Lei s’appoggiò alla consolle, rassegnata. — Be’… se non puoi vincerli fatteli amici, dicevano gli antichi Romani. E se tu dici che è così, ragazzo, allora sia pure così.

— E perché non mi hai detto che eri così fin dall’inizio? — borbottò lui, controllando l’orologio. — Allora, adesso che facciamo?

— Aspetta un momento… io ho quello che fa per noi. — Si alzò e gli fece un sorriso. — Sacrificherò il modello pilota; sei abbastanza robusto da riuscire a portartelo dietro.

Andò ad aprire un largo sportello a muro e ne trasse fuori l’estremità di una cassa metallica. Roan lo aiutò a sollevarla e la piazzò su un bancone. Era un’apparecchiatura massiccia e poco complicata.

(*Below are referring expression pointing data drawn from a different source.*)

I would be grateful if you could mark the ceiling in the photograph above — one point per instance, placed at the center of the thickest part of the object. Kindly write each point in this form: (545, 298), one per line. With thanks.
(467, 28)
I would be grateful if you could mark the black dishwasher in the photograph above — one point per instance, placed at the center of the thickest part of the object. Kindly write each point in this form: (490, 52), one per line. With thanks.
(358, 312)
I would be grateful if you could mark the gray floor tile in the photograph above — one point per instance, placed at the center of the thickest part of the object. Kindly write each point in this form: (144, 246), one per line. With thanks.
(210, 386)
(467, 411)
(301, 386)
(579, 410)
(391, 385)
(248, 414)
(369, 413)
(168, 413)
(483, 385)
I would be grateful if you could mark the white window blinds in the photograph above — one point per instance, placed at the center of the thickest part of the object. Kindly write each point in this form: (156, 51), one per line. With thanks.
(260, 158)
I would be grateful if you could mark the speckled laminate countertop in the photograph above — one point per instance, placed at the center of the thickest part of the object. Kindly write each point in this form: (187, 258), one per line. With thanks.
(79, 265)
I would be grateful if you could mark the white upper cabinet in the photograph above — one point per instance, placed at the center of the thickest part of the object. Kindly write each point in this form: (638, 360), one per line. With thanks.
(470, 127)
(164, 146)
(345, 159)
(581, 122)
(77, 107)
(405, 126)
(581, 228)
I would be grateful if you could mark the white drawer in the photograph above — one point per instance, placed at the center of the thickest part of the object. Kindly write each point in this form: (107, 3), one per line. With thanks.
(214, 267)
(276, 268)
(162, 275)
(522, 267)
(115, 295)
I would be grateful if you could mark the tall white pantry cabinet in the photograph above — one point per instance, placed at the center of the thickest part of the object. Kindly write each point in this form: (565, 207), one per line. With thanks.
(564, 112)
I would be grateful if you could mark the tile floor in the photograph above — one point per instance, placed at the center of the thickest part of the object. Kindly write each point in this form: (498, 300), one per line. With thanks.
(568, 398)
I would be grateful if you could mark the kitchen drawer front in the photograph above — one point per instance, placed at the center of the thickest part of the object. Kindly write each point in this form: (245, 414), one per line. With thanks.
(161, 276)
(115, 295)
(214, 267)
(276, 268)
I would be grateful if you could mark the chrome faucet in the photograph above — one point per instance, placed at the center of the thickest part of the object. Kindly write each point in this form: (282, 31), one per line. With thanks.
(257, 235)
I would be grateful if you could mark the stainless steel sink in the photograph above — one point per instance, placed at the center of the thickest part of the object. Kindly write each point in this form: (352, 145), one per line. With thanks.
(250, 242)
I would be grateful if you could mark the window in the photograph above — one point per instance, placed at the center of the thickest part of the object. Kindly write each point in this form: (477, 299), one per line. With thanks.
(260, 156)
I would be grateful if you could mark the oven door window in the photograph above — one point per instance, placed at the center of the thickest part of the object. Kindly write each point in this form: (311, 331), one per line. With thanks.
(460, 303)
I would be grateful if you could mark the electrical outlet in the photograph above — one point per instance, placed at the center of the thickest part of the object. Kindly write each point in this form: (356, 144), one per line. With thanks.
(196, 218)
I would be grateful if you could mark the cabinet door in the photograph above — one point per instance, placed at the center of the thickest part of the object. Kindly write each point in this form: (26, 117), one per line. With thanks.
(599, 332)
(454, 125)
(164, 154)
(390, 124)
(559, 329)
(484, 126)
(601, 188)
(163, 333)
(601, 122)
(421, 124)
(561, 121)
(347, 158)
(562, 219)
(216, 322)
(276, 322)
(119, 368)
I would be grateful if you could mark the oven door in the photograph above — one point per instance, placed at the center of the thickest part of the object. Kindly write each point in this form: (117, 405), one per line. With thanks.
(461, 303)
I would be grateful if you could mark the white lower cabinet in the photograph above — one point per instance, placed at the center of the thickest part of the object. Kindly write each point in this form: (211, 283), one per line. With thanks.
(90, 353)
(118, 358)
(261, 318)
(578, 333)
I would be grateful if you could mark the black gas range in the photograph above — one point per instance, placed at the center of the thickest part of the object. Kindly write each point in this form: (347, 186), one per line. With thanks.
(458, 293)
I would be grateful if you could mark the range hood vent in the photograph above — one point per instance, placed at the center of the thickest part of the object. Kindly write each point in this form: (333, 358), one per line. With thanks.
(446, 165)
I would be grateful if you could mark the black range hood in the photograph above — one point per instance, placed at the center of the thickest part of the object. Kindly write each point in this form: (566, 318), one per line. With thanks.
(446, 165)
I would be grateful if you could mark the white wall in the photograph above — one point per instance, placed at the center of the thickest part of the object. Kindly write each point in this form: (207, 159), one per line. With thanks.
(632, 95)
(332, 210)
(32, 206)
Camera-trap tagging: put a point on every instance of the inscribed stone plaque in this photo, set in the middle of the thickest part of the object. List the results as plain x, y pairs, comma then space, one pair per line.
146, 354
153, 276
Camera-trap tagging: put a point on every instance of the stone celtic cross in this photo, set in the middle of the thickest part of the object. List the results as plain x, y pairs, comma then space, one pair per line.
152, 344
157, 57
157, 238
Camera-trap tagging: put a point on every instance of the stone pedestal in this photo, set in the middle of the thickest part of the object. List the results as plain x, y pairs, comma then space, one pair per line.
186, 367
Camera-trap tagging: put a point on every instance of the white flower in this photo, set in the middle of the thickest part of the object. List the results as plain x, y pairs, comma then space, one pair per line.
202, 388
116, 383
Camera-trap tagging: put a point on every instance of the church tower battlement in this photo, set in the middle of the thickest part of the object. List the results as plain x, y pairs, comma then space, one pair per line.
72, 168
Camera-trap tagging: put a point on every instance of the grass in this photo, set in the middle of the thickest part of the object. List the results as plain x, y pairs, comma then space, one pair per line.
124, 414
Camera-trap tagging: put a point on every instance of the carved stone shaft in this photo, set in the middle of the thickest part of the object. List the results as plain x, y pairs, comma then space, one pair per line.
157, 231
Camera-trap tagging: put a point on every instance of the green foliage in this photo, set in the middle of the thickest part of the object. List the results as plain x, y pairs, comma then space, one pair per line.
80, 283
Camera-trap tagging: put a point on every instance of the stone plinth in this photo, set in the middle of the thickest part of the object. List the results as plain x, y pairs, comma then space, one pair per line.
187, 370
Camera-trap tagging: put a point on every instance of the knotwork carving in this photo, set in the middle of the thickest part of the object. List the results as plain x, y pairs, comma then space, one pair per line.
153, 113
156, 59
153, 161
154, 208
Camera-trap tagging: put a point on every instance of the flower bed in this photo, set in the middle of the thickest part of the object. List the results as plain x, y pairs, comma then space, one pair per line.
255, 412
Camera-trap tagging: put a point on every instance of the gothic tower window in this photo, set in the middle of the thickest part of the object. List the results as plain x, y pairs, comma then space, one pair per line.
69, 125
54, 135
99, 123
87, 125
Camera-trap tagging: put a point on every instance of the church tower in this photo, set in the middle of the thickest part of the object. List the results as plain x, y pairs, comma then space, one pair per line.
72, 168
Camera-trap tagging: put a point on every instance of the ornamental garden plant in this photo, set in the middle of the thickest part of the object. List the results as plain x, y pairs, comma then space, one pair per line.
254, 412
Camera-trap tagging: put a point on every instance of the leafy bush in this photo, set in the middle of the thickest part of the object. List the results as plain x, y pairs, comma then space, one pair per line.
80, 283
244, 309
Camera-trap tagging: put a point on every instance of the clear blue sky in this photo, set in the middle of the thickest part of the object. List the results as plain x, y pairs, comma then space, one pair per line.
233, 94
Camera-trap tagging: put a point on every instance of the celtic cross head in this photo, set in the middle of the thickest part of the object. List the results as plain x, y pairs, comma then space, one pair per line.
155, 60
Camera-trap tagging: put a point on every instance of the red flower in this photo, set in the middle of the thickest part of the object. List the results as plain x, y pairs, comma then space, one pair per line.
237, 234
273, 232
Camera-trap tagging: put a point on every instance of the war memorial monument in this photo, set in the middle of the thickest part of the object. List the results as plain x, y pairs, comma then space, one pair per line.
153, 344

— Lo userò soltanto per localizzarti — disse lei. S’avviò verso la consolle, e nel camminare si tolse l’enorme accappatoio azzurro. — Basta che tu la metta verticalmente e… cos’hai da guardarmi così? Oh! — Abbassò gli occhi sui pantaloncini a mezza gamba che portava, si tirò giù l’orlo della maglietta e rise. — Be’, ti ho detto che fa caldo, qui.

Roan fu costretto a notare che l’età le aveva lasciato addosso il suo marchio, ma la donna aveva ancora un corpo robusto e si portava i suoi due secoli con notevole disinvoltura. Venne a sedersi sullo sgabello del bancone e inarcò un sopracciglio.

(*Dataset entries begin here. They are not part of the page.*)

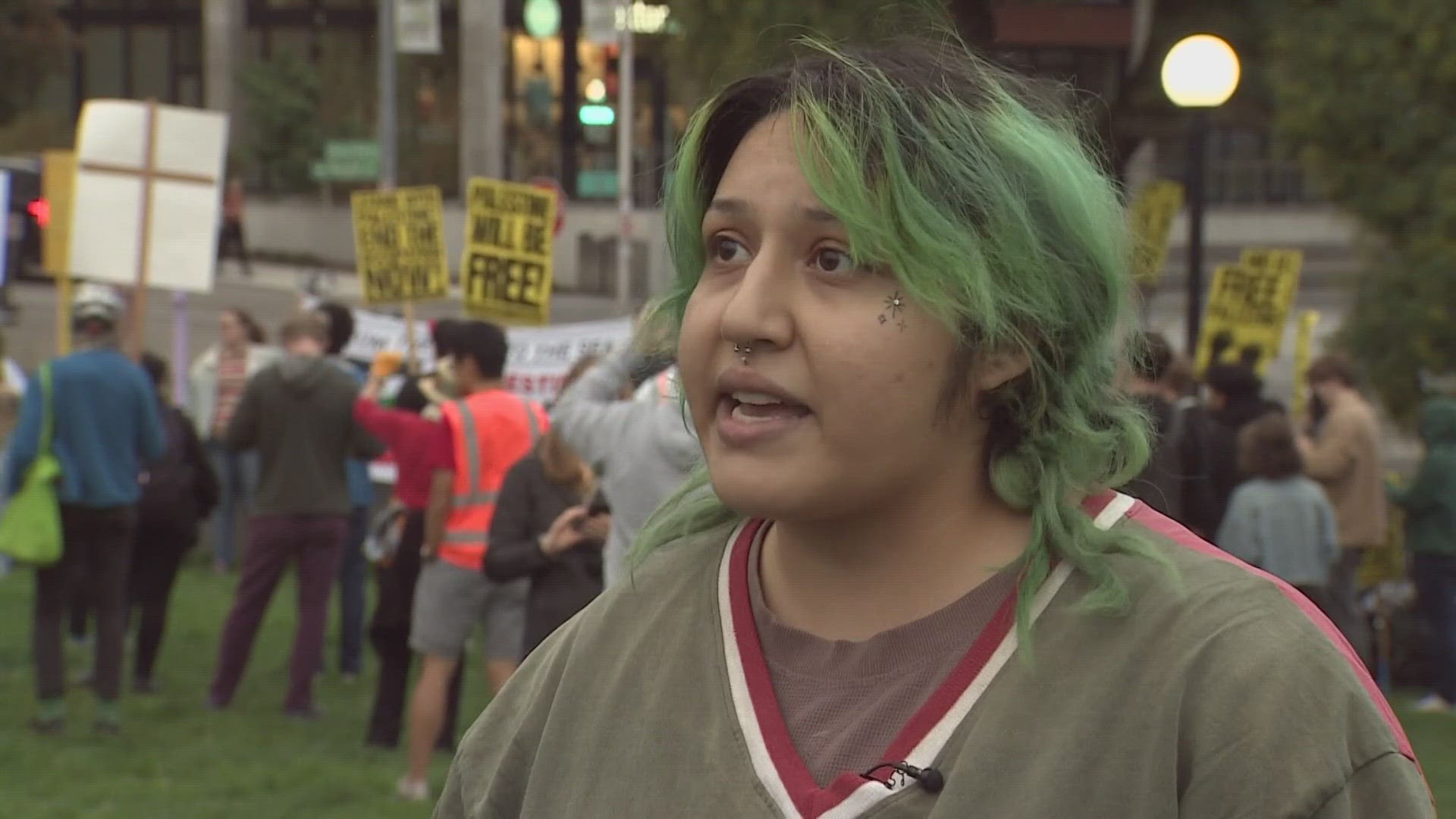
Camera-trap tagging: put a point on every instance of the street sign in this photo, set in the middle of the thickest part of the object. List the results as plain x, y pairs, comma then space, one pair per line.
417, 27
599, 20
347, 161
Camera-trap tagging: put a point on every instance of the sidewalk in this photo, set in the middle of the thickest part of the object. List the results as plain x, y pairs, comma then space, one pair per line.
344, 286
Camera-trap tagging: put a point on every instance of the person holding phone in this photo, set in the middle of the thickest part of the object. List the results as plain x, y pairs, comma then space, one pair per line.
546, 529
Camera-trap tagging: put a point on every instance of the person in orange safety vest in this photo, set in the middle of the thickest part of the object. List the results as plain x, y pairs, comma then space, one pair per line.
490, 430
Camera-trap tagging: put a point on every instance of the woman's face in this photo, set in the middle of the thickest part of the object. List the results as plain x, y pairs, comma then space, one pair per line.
836, 410
232, 330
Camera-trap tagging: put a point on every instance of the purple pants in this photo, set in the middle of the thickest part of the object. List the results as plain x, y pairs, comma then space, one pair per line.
315, 542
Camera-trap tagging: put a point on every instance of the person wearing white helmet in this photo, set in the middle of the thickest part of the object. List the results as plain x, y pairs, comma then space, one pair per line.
105, 428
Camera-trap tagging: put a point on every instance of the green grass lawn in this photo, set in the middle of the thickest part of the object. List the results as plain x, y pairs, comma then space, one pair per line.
180, 761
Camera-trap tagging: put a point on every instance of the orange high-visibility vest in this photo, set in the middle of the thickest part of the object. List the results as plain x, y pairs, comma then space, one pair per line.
490, 430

— Una cosa devi imparare delle donne quando comincerai a conoscerle, Roan… le parti che si possono esporre fra la gente decorosa sono, ahimé, quelle che invecchiano per prime. La mia faccia era già vecchia cent’anni fa, ma il resto terrà duro per altri cento. — Cominciò a regolare l’apparecchio portatile. — Forse è meglio così, forse no… chi può dirlo? Passami quel misuratore di flusso, per favore.

Dopo un poco il lavoro di lei sulle attrezzature aveva assorbito totalmente l’attenzione di Roan. — Sono certo che non hai bisogno di questi oggetti — borbottò comunque, porgendole un utensile.

— Lo pensi davvero? — chiese lei senza interrompere quel che stava facendo.